Renal Progenitor Cells as a Biomarker of Kidney Injury in Fabry Disease

Jessica Ugalde-Altamirano and fellow researchers conducted an open, observational, case-control, single-center study with the goal of demonstrating the presence of renal progenitor cells (RPCs) in urine as a noninvasive early marker for detecting renal damage in patients with Fabry disease (FD). They also hoped to show a correlation between RPC presence, deposition of the lipid globotriaosylceramide (GB3), and the potential association with the level of renal injury. The results were presented at the 61st European Renal Association Congress.

FD is an inherited condition in which a mutation causes a defect in the metabolism of glycosphingolipids, leading to the deposition of GB3 in organs, including the kidneys. Podocytes are most often affected, leading to proteinuria, which can cause a rapid decrease in renal function if it exceeds 0.5 g.

Renal biopsy is the gold standard biomarker, but less invasive biomarkers are starting to gain prominence. RPCs contribute to cellular remodeling, and they express specific markers such as CD133/CD24 and CD106 in the parietal epithelium of Bowman’s capsule; GB3 expresses CD77. If the proliferative response of RPCs becomes dysregulated, detachment and elimination in the urine occurs.

Ugalde-Altamirano’s research group analyzed 75 urine samples from 59 patients, 16 with FD, 11 with Gittelman syndrome, 10 with chronic kidney disease (CKD), and 22 healthy controls. They divided the samples for sediment and microalbuminuria analysis, and separately to isolate RPCs, then classified and quantified the isolated cell types. Positivity points were established using compensation panels with CD3 lymphocyte markers. Next, RPCs were identified through positivity for CD133+/CD24+, CD106+, and CD106– markers. After RPCs were identified, the researchers conducted GB3 marking using CD77+.

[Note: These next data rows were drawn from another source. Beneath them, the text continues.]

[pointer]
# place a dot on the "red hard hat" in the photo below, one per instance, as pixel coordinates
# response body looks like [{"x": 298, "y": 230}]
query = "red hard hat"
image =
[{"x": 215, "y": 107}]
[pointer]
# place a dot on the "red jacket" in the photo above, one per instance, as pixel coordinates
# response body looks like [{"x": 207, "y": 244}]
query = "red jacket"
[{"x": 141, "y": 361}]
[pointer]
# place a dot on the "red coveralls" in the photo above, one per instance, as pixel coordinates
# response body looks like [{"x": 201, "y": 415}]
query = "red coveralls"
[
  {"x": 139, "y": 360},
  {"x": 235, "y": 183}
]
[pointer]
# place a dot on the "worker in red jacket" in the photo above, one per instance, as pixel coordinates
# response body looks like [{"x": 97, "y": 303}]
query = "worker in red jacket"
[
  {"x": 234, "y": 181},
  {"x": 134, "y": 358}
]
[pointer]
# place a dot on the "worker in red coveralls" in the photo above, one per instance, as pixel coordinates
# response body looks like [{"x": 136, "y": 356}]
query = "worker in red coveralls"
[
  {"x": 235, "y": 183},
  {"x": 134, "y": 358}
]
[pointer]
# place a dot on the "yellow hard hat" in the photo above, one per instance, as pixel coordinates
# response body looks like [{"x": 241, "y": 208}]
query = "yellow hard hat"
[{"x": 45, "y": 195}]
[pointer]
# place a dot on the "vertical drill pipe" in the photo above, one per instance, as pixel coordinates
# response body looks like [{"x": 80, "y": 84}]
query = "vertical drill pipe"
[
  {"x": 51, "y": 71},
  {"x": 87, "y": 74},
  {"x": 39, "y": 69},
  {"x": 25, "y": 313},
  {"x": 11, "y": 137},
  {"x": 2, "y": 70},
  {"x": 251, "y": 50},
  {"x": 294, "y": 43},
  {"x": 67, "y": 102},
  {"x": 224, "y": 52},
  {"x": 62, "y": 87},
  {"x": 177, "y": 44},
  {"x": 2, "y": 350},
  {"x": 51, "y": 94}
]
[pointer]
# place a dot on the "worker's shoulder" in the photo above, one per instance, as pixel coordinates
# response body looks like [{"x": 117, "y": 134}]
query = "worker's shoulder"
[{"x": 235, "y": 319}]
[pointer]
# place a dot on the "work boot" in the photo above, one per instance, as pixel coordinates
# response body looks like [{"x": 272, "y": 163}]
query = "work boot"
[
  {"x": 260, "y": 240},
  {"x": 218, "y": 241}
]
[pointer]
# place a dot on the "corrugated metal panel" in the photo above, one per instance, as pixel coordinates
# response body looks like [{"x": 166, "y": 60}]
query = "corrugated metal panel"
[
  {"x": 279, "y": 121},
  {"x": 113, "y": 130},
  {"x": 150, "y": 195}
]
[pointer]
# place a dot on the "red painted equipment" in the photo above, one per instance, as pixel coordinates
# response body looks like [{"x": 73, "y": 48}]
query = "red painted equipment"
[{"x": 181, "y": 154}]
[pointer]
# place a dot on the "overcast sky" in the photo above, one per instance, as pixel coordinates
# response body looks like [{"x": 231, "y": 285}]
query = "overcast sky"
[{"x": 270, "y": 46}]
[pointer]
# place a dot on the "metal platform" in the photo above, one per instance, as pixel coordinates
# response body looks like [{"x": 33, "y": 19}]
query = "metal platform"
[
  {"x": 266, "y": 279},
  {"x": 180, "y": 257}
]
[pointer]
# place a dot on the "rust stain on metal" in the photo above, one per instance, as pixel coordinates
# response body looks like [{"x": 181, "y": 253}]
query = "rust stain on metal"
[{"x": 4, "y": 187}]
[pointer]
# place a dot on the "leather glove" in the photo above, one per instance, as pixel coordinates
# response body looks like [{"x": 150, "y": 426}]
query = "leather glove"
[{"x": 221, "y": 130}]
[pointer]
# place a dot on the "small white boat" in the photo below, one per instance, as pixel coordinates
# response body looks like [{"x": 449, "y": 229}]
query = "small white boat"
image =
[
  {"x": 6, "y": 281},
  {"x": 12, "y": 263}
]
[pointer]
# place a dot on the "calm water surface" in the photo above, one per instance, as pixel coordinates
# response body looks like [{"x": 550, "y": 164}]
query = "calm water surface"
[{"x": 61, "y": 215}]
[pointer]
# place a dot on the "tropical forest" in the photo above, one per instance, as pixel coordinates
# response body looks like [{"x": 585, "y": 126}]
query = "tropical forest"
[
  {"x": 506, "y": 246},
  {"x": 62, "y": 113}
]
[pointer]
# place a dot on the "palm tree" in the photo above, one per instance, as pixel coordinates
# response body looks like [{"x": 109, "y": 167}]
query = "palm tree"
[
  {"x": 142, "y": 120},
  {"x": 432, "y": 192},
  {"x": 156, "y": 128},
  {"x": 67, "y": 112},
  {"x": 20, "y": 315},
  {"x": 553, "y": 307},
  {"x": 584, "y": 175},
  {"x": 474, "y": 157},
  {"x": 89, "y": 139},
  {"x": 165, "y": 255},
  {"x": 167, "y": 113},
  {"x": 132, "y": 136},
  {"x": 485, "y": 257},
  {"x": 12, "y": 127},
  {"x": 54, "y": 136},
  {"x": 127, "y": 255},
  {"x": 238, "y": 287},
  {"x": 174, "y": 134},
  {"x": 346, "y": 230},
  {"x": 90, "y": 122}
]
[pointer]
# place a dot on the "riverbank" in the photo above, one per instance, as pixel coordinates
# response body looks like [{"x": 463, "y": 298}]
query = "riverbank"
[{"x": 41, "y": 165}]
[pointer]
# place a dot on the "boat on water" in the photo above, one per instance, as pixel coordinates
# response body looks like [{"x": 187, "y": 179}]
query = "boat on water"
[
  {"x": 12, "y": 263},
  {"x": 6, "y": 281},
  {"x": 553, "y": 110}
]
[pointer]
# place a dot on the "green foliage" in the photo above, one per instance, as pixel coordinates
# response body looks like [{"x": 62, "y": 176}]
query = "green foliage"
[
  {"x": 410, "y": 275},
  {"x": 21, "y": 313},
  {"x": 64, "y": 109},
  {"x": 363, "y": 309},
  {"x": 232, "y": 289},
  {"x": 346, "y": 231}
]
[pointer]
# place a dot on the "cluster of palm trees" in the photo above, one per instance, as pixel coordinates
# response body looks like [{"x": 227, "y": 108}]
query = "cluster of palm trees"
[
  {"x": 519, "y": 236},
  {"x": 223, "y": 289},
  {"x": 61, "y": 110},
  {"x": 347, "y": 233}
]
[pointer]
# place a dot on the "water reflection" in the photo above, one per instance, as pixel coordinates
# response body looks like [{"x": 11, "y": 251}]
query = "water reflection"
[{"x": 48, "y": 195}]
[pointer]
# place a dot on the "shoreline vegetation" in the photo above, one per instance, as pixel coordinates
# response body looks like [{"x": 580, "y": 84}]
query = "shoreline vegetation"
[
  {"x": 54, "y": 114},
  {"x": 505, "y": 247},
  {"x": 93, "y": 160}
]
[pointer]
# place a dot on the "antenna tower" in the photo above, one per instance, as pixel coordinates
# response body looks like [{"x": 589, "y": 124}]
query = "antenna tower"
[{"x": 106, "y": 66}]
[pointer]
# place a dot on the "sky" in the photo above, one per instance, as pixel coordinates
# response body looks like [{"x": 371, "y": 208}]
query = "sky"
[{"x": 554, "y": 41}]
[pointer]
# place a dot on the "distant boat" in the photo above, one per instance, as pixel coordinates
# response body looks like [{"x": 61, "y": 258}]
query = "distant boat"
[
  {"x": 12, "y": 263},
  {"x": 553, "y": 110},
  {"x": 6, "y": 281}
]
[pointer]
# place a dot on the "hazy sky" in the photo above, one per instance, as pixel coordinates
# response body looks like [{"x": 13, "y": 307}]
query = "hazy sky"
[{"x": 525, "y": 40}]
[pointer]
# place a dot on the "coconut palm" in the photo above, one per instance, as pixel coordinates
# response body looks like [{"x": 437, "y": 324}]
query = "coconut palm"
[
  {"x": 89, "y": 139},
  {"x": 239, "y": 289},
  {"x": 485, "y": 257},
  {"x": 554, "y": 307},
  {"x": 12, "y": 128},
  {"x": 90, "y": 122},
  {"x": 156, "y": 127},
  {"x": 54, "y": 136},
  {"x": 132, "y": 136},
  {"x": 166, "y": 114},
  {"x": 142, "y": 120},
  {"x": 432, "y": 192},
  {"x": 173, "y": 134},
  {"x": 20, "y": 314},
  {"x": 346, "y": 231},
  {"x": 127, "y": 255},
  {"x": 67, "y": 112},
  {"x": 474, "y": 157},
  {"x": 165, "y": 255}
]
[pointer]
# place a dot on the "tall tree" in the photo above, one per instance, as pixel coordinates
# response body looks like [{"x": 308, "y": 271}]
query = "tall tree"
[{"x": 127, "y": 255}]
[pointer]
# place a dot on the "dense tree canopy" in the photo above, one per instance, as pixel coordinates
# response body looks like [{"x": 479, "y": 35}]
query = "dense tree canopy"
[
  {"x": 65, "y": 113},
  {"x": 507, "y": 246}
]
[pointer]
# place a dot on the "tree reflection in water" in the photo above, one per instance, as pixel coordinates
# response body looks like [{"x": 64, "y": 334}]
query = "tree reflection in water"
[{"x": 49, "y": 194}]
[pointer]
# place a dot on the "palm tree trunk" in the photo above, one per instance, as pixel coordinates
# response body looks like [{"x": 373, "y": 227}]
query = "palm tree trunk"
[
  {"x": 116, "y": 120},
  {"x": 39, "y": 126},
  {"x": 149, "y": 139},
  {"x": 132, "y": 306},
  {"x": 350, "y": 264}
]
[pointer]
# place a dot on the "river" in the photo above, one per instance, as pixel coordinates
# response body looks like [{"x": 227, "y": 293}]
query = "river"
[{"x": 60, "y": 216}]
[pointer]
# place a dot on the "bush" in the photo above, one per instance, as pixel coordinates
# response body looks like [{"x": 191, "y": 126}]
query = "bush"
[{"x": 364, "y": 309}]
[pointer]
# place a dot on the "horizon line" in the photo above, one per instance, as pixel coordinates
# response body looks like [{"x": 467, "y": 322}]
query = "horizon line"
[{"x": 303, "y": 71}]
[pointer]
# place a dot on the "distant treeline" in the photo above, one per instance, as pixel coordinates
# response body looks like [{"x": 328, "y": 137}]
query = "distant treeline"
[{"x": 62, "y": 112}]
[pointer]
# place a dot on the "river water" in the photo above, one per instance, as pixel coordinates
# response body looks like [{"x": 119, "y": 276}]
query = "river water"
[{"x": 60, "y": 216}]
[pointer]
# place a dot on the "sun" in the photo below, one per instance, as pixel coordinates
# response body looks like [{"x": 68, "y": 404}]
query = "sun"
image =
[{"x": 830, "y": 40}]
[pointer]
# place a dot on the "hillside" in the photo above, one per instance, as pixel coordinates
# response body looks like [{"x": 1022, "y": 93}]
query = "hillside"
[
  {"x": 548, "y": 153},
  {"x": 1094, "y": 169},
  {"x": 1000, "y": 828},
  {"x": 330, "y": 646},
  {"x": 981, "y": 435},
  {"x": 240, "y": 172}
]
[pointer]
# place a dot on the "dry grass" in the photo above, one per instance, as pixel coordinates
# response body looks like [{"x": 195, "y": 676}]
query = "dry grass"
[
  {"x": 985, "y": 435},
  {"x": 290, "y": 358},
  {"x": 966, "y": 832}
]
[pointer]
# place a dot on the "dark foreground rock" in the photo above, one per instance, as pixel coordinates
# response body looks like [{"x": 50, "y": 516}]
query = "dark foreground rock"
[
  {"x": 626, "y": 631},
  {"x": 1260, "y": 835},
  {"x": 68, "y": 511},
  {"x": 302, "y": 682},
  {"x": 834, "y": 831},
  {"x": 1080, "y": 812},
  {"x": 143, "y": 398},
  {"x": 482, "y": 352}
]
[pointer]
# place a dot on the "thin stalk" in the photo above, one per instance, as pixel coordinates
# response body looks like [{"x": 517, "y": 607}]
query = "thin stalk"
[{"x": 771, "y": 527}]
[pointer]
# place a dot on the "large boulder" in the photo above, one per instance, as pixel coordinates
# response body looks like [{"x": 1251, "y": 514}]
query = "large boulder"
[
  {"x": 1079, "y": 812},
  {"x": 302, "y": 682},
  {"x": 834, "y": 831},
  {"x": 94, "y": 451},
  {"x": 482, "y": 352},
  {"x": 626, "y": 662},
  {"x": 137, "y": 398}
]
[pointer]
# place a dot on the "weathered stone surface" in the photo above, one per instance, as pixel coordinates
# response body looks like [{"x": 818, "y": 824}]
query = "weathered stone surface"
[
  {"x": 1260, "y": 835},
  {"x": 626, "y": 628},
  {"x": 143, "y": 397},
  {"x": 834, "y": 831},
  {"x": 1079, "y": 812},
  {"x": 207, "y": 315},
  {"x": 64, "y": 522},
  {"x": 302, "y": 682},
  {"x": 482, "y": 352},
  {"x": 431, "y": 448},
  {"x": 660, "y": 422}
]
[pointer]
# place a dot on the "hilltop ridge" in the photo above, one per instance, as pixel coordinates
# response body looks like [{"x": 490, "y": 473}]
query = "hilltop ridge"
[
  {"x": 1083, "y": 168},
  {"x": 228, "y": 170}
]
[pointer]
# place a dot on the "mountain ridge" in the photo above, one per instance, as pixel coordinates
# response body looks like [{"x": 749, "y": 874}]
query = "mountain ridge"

There was no or minimal presence of RPCs in the healthy control group, except in two patients who subsequently were found to have bilateral lithiasis and previously unknown hypertension. The Gittelman syndrome group had a higher prevalence of RPCs compared with the control group (P>.05). The FD and CKD groups showed clear RPC positivity as confirmed by biopsy (P<.05). When the level of renal disease was correlated with the presence of proteinuria, differences in the quantity of RPCs were noted (<0.5 g and >0.5 g; P<.05).

The authors wrote, “With these results, we can conclude that [RPCs] may serve as an early biomarker for silent renal injury of various etiologies. Furthermore, if we perform labeling with CD77, we can attribute it to the deposition of GB3 in [FD].”

Source: Ugalde-Altamirano J, Juarez JR, Tubita V, et al. Renal progenitor cells an early non-invasive biomarker of silent kidney injury in Fabry disease. Abstract #2908. Presented at the 61st European Renal Association Congress; May 23-26, 2024; Stockholm, Sweden.